First, most studies of VPT combination do not include comparative V or PT alone arms making it difficult to assess the relative contribution of these 2 antibiotics to kidney injury when used in combination. A small study that did include a PT-only arm reported a similar rate of acute kidney injury (AKI) in PT and VPT arms ( 15.4% and 18.8% , respectively), both significantly higher that than of V-only group (4%).4
Other reasons not to readily dismiss PT as a cause of nephrototoxicity include the lack of association between higher V trough levels and AKI in patients receiving VPT2, the association of PT with lower rates of renal function recovery in critically ill patients when compared to other selected β-lactams5, and higher magnesium and potassium renal tubular loss with the use of PT compared to selected cephalosporins and ciprofloxacin6. As with other penicillins, PT-associated acute interstitial nephritis may also occur7-8.
In short, even in the absence of V, nephrotoxic potential of PT should not be automatically dismissed.
Disclosure: Ref 3 was also authored by the creator of this pearl.
- Hammond DA, Smith MN, Chenghui Li, et al.
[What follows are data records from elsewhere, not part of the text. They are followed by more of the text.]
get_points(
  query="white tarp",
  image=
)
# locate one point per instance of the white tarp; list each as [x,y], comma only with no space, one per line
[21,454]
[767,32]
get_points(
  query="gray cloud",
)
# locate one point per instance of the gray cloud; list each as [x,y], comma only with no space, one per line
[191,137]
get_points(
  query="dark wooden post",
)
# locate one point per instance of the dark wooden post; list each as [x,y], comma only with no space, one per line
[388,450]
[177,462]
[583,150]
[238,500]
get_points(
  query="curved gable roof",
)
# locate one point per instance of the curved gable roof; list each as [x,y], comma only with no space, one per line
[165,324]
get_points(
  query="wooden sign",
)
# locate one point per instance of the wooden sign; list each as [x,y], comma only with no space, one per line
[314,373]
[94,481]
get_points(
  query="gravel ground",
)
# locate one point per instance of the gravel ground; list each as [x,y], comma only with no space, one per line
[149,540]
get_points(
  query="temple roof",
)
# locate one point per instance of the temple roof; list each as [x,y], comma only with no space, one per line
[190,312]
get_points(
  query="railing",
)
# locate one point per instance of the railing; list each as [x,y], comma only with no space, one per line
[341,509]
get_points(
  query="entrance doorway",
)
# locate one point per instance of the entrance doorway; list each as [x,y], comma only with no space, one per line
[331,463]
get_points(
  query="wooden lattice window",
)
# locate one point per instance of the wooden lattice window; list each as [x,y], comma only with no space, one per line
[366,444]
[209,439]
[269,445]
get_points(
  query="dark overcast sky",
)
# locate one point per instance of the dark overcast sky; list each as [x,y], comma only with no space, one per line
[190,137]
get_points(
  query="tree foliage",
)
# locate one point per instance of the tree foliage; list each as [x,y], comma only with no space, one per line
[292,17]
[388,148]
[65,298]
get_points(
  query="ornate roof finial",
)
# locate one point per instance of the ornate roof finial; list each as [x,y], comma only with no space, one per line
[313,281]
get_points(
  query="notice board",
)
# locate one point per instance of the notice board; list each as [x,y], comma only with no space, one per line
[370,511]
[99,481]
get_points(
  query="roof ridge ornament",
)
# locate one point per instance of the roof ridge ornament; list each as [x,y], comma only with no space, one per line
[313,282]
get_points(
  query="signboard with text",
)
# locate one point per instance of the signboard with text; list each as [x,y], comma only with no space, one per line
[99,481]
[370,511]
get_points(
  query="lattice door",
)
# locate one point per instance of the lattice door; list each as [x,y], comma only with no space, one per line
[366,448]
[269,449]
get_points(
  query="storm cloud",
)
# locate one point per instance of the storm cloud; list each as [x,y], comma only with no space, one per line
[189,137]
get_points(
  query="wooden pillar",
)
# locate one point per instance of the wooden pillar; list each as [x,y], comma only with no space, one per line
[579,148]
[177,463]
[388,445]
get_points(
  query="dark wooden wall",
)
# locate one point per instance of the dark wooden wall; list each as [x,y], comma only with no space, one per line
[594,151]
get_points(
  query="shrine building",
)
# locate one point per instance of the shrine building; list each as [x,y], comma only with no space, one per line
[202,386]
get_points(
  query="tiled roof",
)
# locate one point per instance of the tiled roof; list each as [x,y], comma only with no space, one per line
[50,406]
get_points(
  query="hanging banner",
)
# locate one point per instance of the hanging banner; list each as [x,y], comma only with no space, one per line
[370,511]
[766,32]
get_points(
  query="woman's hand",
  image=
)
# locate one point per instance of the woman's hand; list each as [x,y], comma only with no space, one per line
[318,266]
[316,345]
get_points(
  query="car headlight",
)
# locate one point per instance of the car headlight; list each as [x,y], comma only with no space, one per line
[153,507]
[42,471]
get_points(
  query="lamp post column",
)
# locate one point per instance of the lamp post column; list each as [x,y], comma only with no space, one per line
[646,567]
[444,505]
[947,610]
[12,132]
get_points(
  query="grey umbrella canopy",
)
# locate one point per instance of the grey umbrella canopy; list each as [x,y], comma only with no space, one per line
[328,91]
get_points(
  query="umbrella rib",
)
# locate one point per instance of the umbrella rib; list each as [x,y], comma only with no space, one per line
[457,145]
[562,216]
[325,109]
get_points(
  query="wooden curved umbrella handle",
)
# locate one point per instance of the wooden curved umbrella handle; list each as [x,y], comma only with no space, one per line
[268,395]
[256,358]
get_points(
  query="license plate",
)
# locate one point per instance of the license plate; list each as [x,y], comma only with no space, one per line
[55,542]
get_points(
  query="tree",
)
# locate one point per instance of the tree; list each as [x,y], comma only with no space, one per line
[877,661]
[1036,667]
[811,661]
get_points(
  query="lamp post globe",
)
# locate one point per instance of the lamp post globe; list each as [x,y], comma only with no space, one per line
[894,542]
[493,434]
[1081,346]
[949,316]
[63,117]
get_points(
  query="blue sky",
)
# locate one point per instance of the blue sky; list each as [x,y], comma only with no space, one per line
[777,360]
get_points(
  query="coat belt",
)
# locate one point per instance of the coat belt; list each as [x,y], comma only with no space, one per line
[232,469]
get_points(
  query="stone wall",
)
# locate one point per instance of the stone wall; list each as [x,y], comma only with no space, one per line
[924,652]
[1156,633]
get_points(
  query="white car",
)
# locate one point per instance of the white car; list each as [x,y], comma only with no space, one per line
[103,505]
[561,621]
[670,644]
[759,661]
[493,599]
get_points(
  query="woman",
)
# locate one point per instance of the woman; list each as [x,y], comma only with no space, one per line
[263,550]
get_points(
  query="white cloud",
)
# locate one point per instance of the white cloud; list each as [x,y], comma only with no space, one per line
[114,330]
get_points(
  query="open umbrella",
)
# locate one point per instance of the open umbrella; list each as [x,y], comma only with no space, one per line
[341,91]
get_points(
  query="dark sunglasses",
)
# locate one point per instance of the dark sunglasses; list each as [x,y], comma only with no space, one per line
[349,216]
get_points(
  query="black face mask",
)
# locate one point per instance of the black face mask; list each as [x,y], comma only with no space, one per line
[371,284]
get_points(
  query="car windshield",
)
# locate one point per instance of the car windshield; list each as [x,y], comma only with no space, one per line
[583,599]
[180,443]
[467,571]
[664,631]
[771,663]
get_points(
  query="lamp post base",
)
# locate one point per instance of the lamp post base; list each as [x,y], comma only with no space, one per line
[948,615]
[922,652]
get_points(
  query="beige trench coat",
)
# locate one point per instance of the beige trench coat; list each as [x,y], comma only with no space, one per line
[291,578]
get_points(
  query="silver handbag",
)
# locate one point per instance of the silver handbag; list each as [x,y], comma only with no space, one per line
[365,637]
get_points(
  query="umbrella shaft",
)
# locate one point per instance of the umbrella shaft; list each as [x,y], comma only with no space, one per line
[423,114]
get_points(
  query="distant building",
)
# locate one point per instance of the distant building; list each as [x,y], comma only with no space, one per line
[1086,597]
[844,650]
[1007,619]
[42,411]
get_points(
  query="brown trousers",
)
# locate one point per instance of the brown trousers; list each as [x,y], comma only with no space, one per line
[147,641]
Systematic review and meta-analysis of acute kidney injury associated with concomitant vancomycin and piperacillin/tazobactam. Clin Infect Dis 2017;64:666-74.
- Navalkele B, Pogue JM, Karino S, et al. Risk of acute kidney injury in patients on concomitant vancomycin and piperacillin-tazobactam compared to those on vancomycin and cefepime. Clin Infect Dis 2017;64:116-123.
- Manian FA. Should we revisit the nephrotoxic potential of piperacillin-tazobactam as well? Clin Infect Dis 2017; https://doi.org/10.1093/cid/cix321
- Kim T, Kandiah S, Patel M, et al. Risk factors for kidney injury during vancomycin and piperacillin/tazobactam administration, including increased odds of injury with combination therapy. BMC Res Notes 2015;8:579.
- Jensen J-U S, Hein L, Lundgren B, et al. Kidney failure related to broad-spectrum antibiotics in critically ill patients: secondary end point results from a 1200 patient randomized trial. BMJ Open 2012;2:e000635. http://bmjopen.bmj.com/content/2/2/e000635
- Polderman KH, Girbes ARJ. Piperacillin-induced magnesium and potassium loss in intensive care unit patients. Intensive Care Med 2002;28:530-522.
- Muriithi AK, Leung N, Valeri AM, et al. Clinical characteristics, causes and outcomes of acute interstitial nephritis in the elderly. Kidney International 2015;87:458-464.
- Soto J, Bosch JM, Alsar Ortiz MJ, et al. Piperacillin-induced acute interstitial nephritis. Nephron 1993;65:154-155.